Every pope was almost certain of being arrested. For about eight years, Pope St. Evaristus ruled the Church. His enthusiasm was so great that the number of believers grew larger every day. But at last, he was captured.

The jailers were amazed to see the joy on the holy old man’s face as he was taken to prison. St. Evaristus thought he was very lucky to be able to suffer and die for Jesus. And he felt that dying, as a martyr for Jesus was the best gift he could be given. Pope St. Evaristus died in 107.

OCTOBER 28 - ST. SIMON AND ST. JUDE

The Church celebrates the feast of these two apostles of Jesus on the same day.

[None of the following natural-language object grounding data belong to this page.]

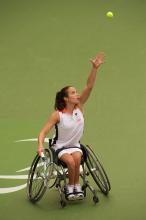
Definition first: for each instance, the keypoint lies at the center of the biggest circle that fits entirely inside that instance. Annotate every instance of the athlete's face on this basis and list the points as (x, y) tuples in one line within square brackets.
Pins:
[(73, 96)]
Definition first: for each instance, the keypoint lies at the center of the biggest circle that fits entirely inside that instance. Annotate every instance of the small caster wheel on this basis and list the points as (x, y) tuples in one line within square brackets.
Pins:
[(63, 203), (95, 199)]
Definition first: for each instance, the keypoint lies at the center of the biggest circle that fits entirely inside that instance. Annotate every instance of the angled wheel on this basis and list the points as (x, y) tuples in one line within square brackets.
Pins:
[(39, 175), (97, 171)]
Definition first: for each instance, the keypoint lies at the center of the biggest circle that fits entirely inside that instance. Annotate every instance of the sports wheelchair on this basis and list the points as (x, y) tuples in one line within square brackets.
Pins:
[(49, 171)]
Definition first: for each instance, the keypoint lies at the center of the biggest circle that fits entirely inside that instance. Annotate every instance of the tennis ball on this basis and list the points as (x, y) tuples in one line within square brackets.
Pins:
[(110, 14)]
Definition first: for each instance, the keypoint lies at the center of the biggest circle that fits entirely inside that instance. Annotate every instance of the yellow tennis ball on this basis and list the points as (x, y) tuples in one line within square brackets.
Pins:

St. Simon was called “the zealous one” because he had so much devotion to the Jewish law. Once he was called by Jesus to be an apostle, he gave his heart and his energy to preaching the Gospel.

With the other apostles, he received the Holy Spirit on the first Pentecost. He first went to Egypt to spread the good news. Then he went to Persia with the apostle St. Jude.

Both of them gave their lives for God when they were martyred there.

St. Jude is sometimes called Thaddeus, which means “the brave one.”

At the Last Supper, Jesus said: “He who loves me will be loved by my Father, and I will love him and show myself to him.”

And St. Jude asked: “Lord, how is it that you are about to show yourself to us and not to the world?”

Jesus answered him: “If anyone loves me, he will keep my word, and my Father will love him, and we will come to him and make our home with him.”

St. Jude is also called the saint of “desperate or impossible cases.” People pray to him when things seem hopeless. Often God answers their prayers through the intercession of this beloved apostle.